MPI Design Discussion

Hi!

A few more things came up and comments are welcome:

  • sticking the mpi-evaluate function into stan-math makes things a bit harder. My current prototype takes advantage of the fact that the workers run the Stan program in the same way as the root and hence the data is being “transferred” for me in an implicit way. We will loose this elegant solution and need to worry about sending data from the root to the workers. Ok by me, just more effort.

  • Can we go with an mpi thing for now which can only be called in scope of the transformed data block and when we are sure that the data hasn’t been messed around after the transformed data block? In this case, we can always cache the data on the workers.

  • This mpi thing will be the first stateful function and I plan to do that with a singleton type design - other ideas?

  • Should we maybe go to a design where we have rectangular parameter blocks, but we do sent all data to all nodes and we also sent the index i of the job number? That would avoid the need for ragged arrays as this is pushed onto the user to deal with it. This design does not scale to huge datasets, but it would be a compromise until we have the ragged arrays.

  • Can we have variadic functions? My idea here is to do the following: The function which is passed by the user has signature as

real[] foo(real[] params, int i, ... data-arguments ...)

So, I leave the data arguments here to be flexible. For a given function from the user this is of course a fixed set of parameters. The … data-arguments… can be int, real or vectors of those. The Stan function itself would not be variadic, but the C++ implementation inside would have to deal with it (Stan parser and the mpi evaluation function in stan-math). C++11 has support for this kind of stuff as I understood.

Comments are very welcome.

Best,
Sebastian

I missed this thread—still can’t figure out how to configure Discourse so that topics don’t just disappear on me without my reading them.

I think I see the problem you’re getting at with trying to put things in the math library. If we try to treat it as a function in the math lib, then we have no way of making sure the data hasn’t changed since the last time we called it. If we don’t treat it as a function in the math lib, then it’s not an operation like any of our other operations (and we use the utility of having a simple map function in the math lib).

I’m confused as to why you’d want to call MPI in the transformed data block.

Are you talking about statefulness in terms of whether to resend data or not? That sounds dangerous if the state is static as it will mess with any threading we may eventually do. This is making it harder to see how we’d put this in the math library.

If we went with indexes, it’d need to be a closure that could link to data. But if we try to make it a closure, we’ll need to set up the whole model again. Maybe that’s what you meant by having the whole program run on each node?

The handling of multiple types is tricky with the ... in C++11—you have to write old-school tail-recursive list peelers.

With MPI we have to cut down on communication and therefore data shall not be sent multiple times. As I learned from you guys whenever something has the type “data” it is not sufficient to assume that this thing may not change. Only data which has been declared in the transformed data block can be assumed to static data.

In my second item, where I speak of “in transformed data block scope”, I was asking if we can restrict our first map implementation to deal with static data only. As I understood, you can detect in the parser that this is the case.
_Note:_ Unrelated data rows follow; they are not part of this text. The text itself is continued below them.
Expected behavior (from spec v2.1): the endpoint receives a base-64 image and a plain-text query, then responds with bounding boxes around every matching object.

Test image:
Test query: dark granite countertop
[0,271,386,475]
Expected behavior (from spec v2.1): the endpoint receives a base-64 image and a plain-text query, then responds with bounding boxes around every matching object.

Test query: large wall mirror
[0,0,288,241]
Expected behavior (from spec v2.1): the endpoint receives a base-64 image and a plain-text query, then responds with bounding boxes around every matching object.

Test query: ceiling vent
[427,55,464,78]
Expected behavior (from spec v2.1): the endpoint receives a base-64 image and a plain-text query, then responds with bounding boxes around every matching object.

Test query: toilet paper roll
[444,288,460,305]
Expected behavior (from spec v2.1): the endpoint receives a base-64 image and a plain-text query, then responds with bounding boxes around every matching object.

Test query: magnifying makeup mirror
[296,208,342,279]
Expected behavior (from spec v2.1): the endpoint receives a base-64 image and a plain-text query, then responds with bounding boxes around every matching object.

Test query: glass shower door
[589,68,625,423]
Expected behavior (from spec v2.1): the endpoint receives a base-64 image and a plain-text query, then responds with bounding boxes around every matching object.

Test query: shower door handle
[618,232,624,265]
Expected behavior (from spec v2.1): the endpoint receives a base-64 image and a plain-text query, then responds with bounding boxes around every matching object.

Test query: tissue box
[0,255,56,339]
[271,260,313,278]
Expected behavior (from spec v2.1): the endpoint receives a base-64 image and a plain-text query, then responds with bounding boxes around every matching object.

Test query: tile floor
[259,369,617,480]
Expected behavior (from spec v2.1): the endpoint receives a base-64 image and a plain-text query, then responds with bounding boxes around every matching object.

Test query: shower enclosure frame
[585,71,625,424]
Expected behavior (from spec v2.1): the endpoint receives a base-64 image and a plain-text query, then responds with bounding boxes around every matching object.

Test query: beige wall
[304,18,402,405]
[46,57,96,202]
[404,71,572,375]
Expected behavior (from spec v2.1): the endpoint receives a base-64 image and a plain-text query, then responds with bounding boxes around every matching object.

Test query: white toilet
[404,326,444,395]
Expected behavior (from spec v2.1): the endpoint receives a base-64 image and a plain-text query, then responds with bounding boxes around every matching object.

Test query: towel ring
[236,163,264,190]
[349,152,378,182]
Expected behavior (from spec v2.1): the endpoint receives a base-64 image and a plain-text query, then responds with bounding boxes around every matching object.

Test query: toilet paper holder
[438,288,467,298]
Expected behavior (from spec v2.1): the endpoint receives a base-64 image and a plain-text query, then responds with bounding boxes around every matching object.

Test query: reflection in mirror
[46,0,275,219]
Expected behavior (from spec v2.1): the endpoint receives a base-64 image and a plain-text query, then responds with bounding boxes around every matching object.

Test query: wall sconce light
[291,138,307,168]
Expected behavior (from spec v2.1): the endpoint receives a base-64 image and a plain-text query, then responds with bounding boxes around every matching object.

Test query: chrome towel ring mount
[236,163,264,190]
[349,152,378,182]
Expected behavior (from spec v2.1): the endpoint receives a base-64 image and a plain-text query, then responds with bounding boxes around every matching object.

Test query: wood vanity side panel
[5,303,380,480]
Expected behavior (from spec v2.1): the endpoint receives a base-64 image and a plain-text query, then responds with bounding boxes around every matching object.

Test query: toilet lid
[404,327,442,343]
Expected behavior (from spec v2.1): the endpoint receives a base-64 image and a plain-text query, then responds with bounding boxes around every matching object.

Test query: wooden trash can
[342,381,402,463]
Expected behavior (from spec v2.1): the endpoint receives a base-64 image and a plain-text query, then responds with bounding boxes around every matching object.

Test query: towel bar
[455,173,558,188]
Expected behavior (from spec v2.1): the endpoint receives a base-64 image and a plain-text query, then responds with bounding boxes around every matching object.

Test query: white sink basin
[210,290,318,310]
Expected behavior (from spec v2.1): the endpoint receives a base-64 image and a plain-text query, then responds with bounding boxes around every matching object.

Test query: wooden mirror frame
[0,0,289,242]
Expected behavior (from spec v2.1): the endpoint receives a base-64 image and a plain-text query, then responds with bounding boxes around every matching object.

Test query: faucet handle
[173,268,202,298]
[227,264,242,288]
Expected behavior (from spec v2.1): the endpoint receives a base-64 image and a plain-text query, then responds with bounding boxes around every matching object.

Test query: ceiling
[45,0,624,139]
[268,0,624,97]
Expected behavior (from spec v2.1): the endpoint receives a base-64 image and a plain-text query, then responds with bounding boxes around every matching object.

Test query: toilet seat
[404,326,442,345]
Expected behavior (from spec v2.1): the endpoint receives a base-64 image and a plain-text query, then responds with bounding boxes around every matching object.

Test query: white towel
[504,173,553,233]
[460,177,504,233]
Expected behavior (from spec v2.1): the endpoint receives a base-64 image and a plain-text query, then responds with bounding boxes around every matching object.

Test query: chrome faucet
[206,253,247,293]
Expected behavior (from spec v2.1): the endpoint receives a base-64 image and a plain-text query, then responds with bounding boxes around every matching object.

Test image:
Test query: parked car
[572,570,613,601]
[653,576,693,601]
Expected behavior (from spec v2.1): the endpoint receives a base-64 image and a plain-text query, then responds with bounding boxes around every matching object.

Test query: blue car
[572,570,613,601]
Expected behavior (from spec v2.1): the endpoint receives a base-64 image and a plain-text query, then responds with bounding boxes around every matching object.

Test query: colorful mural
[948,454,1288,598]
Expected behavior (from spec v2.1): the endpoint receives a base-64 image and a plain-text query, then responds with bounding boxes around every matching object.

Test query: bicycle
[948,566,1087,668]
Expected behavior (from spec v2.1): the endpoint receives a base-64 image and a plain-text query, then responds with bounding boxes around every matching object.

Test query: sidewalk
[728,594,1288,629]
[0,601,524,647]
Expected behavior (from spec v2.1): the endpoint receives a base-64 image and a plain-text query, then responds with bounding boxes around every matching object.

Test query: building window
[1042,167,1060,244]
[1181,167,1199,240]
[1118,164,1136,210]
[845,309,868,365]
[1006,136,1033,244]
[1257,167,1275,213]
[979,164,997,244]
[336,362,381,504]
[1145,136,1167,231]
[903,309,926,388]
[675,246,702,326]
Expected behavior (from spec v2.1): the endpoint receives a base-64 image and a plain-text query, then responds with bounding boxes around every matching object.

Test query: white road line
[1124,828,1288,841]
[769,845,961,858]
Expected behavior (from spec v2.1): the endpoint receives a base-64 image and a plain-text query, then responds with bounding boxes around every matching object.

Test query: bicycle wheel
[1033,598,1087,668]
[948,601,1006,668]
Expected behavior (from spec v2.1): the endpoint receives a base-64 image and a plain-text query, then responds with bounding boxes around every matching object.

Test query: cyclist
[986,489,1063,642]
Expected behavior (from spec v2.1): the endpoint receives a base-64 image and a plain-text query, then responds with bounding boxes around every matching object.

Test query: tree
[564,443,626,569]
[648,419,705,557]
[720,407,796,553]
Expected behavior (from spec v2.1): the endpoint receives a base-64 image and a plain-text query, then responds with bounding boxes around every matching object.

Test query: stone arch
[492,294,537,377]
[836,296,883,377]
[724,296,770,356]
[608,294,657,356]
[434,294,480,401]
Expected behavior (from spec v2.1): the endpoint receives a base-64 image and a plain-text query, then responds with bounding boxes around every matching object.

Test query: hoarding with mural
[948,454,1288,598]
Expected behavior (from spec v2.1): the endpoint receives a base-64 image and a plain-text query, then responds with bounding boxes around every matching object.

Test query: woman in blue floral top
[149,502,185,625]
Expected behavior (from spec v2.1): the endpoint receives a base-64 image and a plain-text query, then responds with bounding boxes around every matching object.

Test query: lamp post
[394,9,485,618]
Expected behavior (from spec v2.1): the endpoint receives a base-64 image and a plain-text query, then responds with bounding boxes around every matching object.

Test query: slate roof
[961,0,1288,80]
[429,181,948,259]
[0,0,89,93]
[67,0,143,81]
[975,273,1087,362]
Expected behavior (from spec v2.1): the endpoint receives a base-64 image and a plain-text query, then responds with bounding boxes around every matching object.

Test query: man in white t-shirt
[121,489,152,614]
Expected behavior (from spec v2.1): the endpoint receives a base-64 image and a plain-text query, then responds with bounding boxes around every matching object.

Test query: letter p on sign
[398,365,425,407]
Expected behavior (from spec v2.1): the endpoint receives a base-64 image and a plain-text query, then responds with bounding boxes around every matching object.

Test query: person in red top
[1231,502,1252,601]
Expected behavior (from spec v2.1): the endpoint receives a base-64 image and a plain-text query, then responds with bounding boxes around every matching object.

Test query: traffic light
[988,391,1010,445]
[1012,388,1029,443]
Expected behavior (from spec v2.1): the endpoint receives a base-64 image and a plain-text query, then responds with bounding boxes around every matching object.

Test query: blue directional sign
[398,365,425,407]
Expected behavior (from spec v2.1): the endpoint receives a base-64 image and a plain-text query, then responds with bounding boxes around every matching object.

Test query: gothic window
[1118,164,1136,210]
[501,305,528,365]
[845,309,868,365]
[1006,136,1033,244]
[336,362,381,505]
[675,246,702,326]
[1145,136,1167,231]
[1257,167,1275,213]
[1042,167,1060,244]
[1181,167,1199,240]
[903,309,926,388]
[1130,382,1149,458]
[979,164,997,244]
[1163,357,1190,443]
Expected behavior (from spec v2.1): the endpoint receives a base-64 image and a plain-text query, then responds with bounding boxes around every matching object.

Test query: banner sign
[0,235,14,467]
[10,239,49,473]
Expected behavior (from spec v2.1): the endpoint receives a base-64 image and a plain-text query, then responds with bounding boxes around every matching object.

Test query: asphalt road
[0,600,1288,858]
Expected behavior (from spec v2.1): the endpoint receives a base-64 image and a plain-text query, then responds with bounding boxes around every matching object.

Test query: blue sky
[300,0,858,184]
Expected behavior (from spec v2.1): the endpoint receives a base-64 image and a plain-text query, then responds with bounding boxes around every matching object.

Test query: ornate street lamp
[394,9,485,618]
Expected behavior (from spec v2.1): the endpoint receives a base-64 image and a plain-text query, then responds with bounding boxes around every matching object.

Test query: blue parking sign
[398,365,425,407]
BTW, assuming static data is not enough, we also need to assume to have a fixed number of parameters sets for each evaluation of the function. So the N parameter sets are always mapped in a fixed manner to the M workers. This is an assumption in my prototype as well and makes my life a little easier. If we go to the all-data-to-all-workers design, then this assumption is not needed any more.

In my current prototype the model is setup on the root and on the workers. On all nodes the the program will enter the transformed data block and eventually call the setup_mpi_function, see here

This setup function will only return on the root while on all other nodes the program goes into a loop where it waits for parameters to process. The upside of such an approach is that the data is being transferred to the worker nodes automagically.

Having the transformed data stuff available on the worker nodes as static data which the user can access in the mpi worker function would be very convenient. Would this be doable now that we have closures with C++11? I know that discussion were around this in the past, but we always decided against it.

What we need is a client / server structure where the server sends blocks of parameter sets to the clients and the clients return per parameter set the function value and the gradients. The server is the root process and the clients are the workers.

Splitting things between math and stan makes things a bit more involved, yes. From the math library perspective we want to calculate in a distributed way the gradient of a function with some parameters. Not sure yet how, but if we could leave the data handling bit out of what the math library has to do using closures, that would make things possibly easier. So the function signature of a functor given to math is real[] foo(real[] params) (or for the index design real[] foo(real[] params, int i)). My thinking is to have in math a singleton facility where we can register such functor objects which essentially follow the “Command Design Pattern” as described in Modern C++. Once things are registered we can do repeated evaluations of the functor with varying parameter sets.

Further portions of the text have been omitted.